For centuries, opponents of the perpetual virginity of Mary have been abusing the text: “And she (Mary) brought forth her firstborn son” (Lk.2:7). They repeat the words of Lucian of Samosate (c.120-c.180), who did not speak of Christ: “If he is first, he is not alone; if he is alone, he is not first.”

The deniers of perpetual virginity confused by the Fathers of the Church

Helvidius (c.340 - c.390), the Roman theologian, considered heretical by St. Augustine, asserted that the Virgin Mary had children after her virginal birth, children she would have had by St. Joseph, relying on the text of St. Luke and the term firstborn. St. Jerome brilliantly refuted it, showing that, according to biblical usage, the firstborn “is not only he who has successors, but also one who has no predecessor.” In this sense, firstborn is not exclusive of unique.

St. Jerome had no difficulty in finding many examples of his assertion.

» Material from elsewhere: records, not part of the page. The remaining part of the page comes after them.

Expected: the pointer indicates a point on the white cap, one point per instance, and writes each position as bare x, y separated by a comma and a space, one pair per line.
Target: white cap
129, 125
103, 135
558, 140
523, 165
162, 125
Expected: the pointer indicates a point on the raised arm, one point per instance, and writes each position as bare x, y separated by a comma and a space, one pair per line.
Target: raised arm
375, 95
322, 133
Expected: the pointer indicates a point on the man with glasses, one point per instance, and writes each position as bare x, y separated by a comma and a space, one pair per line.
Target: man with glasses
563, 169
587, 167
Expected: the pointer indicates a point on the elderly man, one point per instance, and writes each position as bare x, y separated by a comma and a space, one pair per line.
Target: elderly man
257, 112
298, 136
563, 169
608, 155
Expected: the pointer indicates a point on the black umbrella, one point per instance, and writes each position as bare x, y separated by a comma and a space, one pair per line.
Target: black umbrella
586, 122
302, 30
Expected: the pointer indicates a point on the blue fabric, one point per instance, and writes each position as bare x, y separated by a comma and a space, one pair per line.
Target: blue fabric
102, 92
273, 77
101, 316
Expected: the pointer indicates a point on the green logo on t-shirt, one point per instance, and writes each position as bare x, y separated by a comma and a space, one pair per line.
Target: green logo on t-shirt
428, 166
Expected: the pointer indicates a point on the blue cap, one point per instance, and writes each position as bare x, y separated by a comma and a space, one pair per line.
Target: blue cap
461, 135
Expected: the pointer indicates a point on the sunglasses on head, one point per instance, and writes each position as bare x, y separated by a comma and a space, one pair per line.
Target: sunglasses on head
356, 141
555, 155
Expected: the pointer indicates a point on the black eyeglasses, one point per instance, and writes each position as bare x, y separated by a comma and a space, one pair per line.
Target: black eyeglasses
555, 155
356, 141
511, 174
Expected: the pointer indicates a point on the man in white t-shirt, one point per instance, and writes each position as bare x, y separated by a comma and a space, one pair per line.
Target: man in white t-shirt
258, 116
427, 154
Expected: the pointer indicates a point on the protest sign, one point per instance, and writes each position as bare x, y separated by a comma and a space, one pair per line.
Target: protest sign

Biblical usage leaves no room for hesitation: firstborn is used in the Mosaic law to designate that child who possesses all the privileges inherent to the quality of being the firstborn, and who imposes on his parents all the duties fixed by the Law, since he is born first, the eldest, regardless of any subsequent birth.

The later fathers repeat St. Jerome’s explanation. Thus St. Basil explains that when the evangelist calls Jesus the firstborn son of Mary, “this term does not imply a relation to others who would be born after him; but he is called firstborn who first opens the womb.” St. John Damascene also says: “Firstborn is the one who is born first, whether he is the only son or the eldest of other brothers.” All Catholic theologians and commentators would remain faithful to this interpretation.

Attacks by Protestants, Rationalists and Modernists

However, even if a certain number of Protestants did not deviate from tradition and reason on this point, a greater number of Protestant or rationalist exegetes have not ceased repeating Helvidius’ argument. Like Frédéric Godet (1812-1900): “The term firstborn naturally implies that Mary had other children after this one.” Or Hermann Usener (1834-1905): “Jesus was the first fruit of the lawful marriage between Joseph and Mary; this is said in very clear words in Luke 2:7, ‘And she brought forth her firstborn son’; the Evangelist says firstborn and not unique ... Jesus is therefore recognized as the eldest of Joseph’s sons and daughters, whom the Gospel itself mentions elsewhere.”

Unfortunately, to this list must be added some theologians who claim to be Catholic, such as John Paul Meier (born in 1942), a priest of the Archdiocese of New York and emeritus professor of exegesis at the University of Notre Dame, Indiana. In the first volume of his very long, multi-volume, work: A Marginal Jew, Rethinking the Historical Jesus, after some precautionary formulas, he finally concludes that the most probable opinion is that “the brothers and sisters of Jesus were real brothers and sisters.” Notwithstanding the fact that Mary’s perpetual virginity is a dogma of Catholic Faith!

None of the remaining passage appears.